As far back as Frederic Bastiat’s Ce qu’on voit et ce qu’on ne voit pas (That which is seen and that which is unseen), economists have been aware of the difficulty of getting people to look past the immediate and highly visible, through to widely distributed, hard to distinguish, long-term effects of decisions and policies.
This turns up in human concepts of historical greatness. A lot of what is thought of as history is a chronicle of the deeds of generals, statesmen, conquerors, tyrants, kings and those who had opposed or supported them. Lincoln is given eternal heroic status for ending slavery, Hitler eternal enmity for the murder of millions of jews and other victims.
These are highly visible acts of history. But what about those who save lives? These are honoured, but to far lesser an extent. I suspect that the problem is that life-saving is a counterfactual situation. Plus our evolutionary and cultural history has perhaps leant us an interest in the concept of personal glory. Thus we talk about the generals of World War 2, but much less about the mathematicians (such as Turing) and the antibiotics (Fleming) that saved as many lives. The work of the generals is over, but Turing and Fleming continue to shape and save lives today.

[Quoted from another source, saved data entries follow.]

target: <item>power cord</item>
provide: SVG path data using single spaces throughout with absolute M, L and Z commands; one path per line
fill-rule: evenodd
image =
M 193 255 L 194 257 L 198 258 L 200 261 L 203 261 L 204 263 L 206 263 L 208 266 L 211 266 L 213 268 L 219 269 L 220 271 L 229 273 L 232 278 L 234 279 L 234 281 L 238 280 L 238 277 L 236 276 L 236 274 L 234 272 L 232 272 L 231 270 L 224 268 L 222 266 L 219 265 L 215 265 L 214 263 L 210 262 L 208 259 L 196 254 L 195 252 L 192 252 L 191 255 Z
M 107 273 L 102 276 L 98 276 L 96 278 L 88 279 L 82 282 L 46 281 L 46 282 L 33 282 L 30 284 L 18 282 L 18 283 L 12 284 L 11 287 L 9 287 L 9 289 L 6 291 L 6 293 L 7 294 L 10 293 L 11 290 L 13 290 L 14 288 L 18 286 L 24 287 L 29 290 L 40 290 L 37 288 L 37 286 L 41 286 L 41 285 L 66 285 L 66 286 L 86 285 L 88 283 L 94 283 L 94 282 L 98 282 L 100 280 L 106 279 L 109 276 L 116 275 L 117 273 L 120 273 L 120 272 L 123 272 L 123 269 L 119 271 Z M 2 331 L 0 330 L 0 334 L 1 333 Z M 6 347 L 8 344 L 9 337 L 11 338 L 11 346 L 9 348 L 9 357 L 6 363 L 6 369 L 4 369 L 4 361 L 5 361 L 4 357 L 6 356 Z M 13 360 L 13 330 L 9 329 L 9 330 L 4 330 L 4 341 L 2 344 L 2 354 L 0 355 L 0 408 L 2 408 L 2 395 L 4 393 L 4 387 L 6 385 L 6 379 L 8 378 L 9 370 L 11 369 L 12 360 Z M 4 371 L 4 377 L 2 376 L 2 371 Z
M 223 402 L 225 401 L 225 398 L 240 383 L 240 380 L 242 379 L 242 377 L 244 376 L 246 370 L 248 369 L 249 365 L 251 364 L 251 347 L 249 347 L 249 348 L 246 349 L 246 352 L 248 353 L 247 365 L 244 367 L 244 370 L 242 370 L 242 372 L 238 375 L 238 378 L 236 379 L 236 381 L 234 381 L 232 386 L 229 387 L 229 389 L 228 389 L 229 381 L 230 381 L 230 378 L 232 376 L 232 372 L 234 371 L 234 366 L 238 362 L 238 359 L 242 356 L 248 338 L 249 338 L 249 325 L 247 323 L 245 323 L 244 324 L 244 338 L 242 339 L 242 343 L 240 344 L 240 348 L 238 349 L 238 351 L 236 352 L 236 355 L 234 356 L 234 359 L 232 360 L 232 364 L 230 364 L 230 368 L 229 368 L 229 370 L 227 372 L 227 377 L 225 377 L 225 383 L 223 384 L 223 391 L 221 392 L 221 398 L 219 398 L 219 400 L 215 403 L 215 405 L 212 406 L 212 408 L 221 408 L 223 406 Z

So it is for perhaps the greatest man of our time, Norman Borlaug. Here is a man who, depending on how you estimate, saved approximately one billion lives, on top of preventing the deforestation of an area the size of Canada. He did this by the simple expedient of quadrupling crop yields through the development of “semidwarf” crops that could make effective use of chemical fertilisers.
Borlaug is being feted for the moment, but I suspect he will fade away soon enough. When the historians of the future look back at the 20th century look back, there will be many chapters on the World Wars, quite a few on the Cold War, and not a few on the men and women who drove them. But the Green Revolution, an event which changed more lives than all the wars and politicians and generals put together, will probably be relegated to a footnote. I, for one, don’t know what to say about that.